How and Why

The story behind the analysis — what motivated it, how it was built, and what it demonstrates.

Why I Built This

I have run several marathons. My first did not go particularly well — I went off too fast, paid for it from about 30km onwards, and finished considerably slower than I should have. It is a very common experience. What interested me afterwards was not the physical side but the decision-making: almost everyone who blows up in a marathon does so in exactly the same way, at roughly the same point, for the same reason.

I wanted to know whether that was actually true in the data, and if so, by how much. The London Marathon publishes split times for hundreds of thousands of runners going back over a decade. That felt like a dataset worth taking seriously.

What This Project Does

The analysis covers 390,000 finishers across eleven years of London Marathon results (2014–2025). It looks at how runners pace their races — specifically the relationship between how fast they start and how much they slow down in the second half.
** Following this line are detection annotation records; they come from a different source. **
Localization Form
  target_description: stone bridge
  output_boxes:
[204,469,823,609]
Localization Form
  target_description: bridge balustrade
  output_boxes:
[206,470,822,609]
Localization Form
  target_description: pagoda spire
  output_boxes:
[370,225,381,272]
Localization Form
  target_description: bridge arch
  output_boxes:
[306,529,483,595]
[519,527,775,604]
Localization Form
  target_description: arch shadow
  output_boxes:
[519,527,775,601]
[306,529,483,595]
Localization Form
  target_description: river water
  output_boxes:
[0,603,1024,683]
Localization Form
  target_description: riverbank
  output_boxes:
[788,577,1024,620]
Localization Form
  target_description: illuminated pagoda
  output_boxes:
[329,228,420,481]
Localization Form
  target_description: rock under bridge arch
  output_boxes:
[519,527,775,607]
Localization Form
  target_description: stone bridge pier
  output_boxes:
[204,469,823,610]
The core finding is quantified: starting 10% faster than runners at your ability level is associated with an additional 11 minutes of second-half fade. The project also covers year-on-year trends, gender differences in pacing discipline, age effects within ability groups, and a breakdown of which countries and runner profiles produce the most even pacing. There is a race strategy calculator that applies the regression model to a user's own target time.

How I Approached It

The project runs as a structured Python pipeline: data cleaning, feature engineering, statistical analysis, and site output as four discrete stages. Each stage is reproducible and logged. Raw data required substantial cleaning — handling missing splits, inconsistent nationality codes, and name parsing across 45,000 distinct first names.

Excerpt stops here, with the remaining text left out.